Java EE 8 High Performance
上QQ阅读APP看书,第一时间看更新

From JPA to the database

JPA let's you represent your database in plain Java. Said otherwise it let's you represent the relational model as an object model. It is very common for the development and maintenance but at some point, and in particular when you will validate your performances, you will need to check what the mapper (JPA implementation) is doing and how it does translate your object code/model to the relational one (SQL).

When you check the JPA caller code, you often have something like the following:

final Quote quote = entityManager.find(Quote.class, id);
....
entityManager.persist(quote);

For more complex queries, it is like the following:

final Number count = entityManager.createQuery("select count(q) from Quote q", Number.class);

I will not deal with named queries versus this kind of query in this part, but what is important here is that the model is object/Java-based. Even the JPQL query is related to an object and not plain SQL.

This leads to the main role of the JPA provider: translating all the code from the object/Java model to the relational/SQL model.

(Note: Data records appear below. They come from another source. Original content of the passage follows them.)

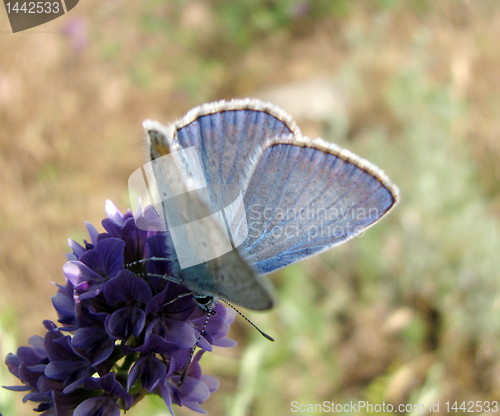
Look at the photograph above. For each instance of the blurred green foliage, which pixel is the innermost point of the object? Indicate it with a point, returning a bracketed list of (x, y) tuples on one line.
[(408, 313)]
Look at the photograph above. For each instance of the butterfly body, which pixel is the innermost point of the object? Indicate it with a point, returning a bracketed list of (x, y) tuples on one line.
[(255, 196)]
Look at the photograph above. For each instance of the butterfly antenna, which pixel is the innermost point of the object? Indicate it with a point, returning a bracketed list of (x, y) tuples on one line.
[(269, 337), (184, 370)]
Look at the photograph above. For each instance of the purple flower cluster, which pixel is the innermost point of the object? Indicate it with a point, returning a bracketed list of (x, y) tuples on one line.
[(129, 331)]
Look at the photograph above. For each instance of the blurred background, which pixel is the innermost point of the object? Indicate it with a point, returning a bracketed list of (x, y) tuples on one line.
[(410, 312)]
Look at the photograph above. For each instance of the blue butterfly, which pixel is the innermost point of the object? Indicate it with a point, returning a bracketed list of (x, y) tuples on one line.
[(245, 194)]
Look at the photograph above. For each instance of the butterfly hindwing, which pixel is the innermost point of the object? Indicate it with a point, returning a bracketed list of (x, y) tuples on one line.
[(307, 196)]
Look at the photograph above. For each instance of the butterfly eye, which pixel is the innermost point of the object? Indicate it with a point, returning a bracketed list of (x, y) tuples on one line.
[(204, 302)]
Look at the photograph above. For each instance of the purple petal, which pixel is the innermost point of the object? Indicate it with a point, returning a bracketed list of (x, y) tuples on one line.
[(125, 287)]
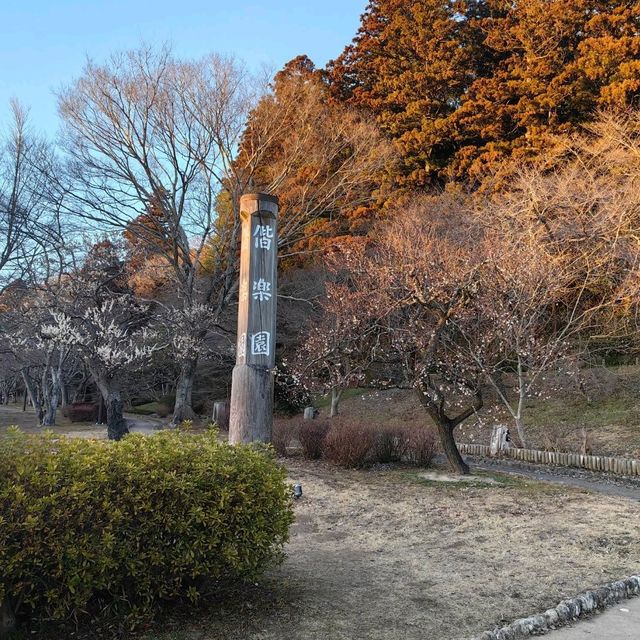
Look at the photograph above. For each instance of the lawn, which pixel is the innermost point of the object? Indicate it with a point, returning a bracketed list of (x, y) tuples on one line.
[(389, 554)]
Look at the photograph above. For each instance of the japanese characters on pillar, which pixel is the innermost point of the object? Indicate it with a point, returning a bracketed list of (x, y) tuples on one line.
[(258, 282)]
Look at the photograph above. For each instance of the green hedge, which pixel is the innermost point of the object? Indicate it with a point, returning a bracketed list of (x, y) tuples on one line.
[(89, 526)]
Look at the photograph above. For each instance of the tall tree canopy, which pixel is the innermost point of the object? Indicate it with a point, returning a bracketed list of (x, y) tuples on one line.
[(461, 85)]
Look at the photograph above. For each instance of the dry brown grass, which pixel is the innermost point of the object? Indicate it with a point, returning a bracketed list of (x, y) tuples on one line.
[(386, 555)]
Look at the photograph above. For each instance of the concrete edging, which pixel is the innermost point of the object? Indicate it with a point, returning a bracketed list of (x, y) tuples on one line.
[(608, 464), (566, 611)]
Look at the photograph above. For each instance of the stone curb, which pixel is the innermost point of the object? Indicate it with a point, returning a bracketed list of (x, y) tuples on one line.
[(566, 611)]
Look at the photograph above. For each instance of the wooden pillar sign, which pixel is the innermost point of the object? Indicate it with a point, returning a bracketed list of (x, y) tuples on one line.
[(251, 411)]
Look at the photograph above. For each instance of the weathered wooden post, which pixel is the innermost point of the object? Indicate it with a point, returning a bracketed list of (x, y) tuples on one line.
[(251, 411)]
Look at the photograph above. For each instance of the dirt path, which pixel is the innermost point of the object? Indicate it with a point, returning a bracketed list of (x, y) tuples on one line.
[(387, 554), (607, 484)]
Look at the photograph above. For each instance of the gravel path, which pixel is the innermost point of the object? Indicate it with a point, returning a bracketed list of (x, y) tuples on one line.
[(606, 483)]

To understand this, we will configure the JPA provider of our server to log what it does. Since we are using GlassFish, we need to configure EclipseLink, which is the JPA provider. To do so, we just add the following properties in the persistence unit:

<property name="eclipselink.logging.level" value="FINEST"/>
<property name="eclipselink.logging.logger" value="JavaLogger"/>

This configuration will activate Eclipselink to log at FINEST level of the logger a lot of information. To see these information, we need to ensure the FINEST log level is written somewhere and not skipped as it is done by default. To do that, you need to configure the EclipseLink logger level to FINEST as well. This way Eclipselink would log with a level the logger would output. You can do it in GlassFish add this line to your logging.properties:

org.eclipse.persistence.level = FINEST

Note that if we use the maven plugin that we set up in Chapter 1, Money – The Quote Manager Application to run GlassFish, it will fallback on JVM logging.properties and you will need to either modify it from $JAVA_HOME/jre/lib/logging.properties or set another one when launching the server. Here is the potential content to activate logging in the console:

# output configuration - console here
java.util.logging.ConsoleHandler.level = FINEST
java.util.logging.ConsoleHandler.formatter = java.util.logging.SimpleFormatter

# global configuration (default)
.level = INFO
.handlers = java.util.logging.ConsoleHandler

# eclipselink specific logging level
org.eclipse.persistence.level = FINEST

Finally, to use this file when launching the server, simply set the system property, java.util.logging.config.file (assuming you put the file in src/main/glassfish/conf/logging.properties), as follows:

MAVEN_OPTS="-Djava.util.logging.config.file=src/main/glassfish/conf/logging.properties" mvn package embedded-glassfish:run

The logger name uses this pattern:

org.eclipse.persistence.session./file:<path to the webapp>/WEB-INF/classes/_<entity simple name in lowercase>.[sql|query]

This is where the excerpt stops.